Quanto accaduto recentemente a Barcellona ci costringe, per la salvaguardia di noi cittadini, a correre ai ripari nel più breve tempo possibile.

Certo, se prendessimo in considerazione soltanto l’estetica, quelle tozze barriere di cemento posizionate agli ingressi laterali della Galleria e in via Mercanti (sbarramenti pure definiti “jersey”), potremmo semplicemente descriverli come disarmonici. Ma queste rappresentano, almeno per ora, le naturali difese contro le azioni terroristiche che hanno insanguinato l’Europa.

Già si ipotizza di proteggere analogamente le vie dello shopping (vedi il Quadrilatero della moda) e anche, ad esempio, il centralissimo corso Buenos Aires, nonché le aree relative alle Colonne di San Lorenzo, all’Arco della Pace, alla Darsena.

Già si avviano accese discussioni su una curiosa proposta dell’architetto Stefano Boeri, il quale ritiene di ingentilire gli attuali sbarramenti sostituendoli con piante di quercia e di melograno, convinto che le misure di sicurezza predisposte dovranno purtroppo durare per anni. I sostenitori dell’idea di Boeri vorrebbero infatti ingraziosire la città non con blocchi di calcestruzzo, ma con alberi che conferirebbero alla nostra Milanoun volto fresco.

Ovviamente, la controparte dichiara apertamente che, ancora prima dell’estetica, va garantita la sicurezza del cittadino, il quale ha diritto di camminare senza allarmismi per il centro della città, in barba all’eleganza di…natura vegetale che si vorrebbe sfoggiare.
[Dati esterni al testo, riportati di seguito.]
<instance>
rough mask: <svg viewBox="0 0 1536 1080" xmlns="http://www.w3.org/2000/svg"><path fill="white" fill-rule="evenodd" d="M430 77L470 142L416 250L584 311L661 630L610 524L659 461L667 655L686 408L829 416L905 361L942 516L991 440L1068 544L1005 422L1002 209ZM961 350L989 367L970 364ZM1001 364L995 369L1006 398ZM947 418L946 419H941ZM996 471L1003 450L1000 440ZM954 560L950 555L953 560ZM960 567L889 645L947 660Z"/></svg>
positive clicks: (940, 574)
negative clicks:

Forse, si arriverà ad un giusto compromesso, ma per ora le barriere antisfondamento costituiscono in ogni caso un baluardo grandemente sicuro. Per coloro che fossero alla ricerca di una nota aggraziata, si potrebbe eventualmente diminuire la “brutalità ” dell’impatto con il cemento incaricando abili writers, di valido gusto e di accertata preparazione artistica, affinché queste barriere possano risultare più gradevoli alla vista.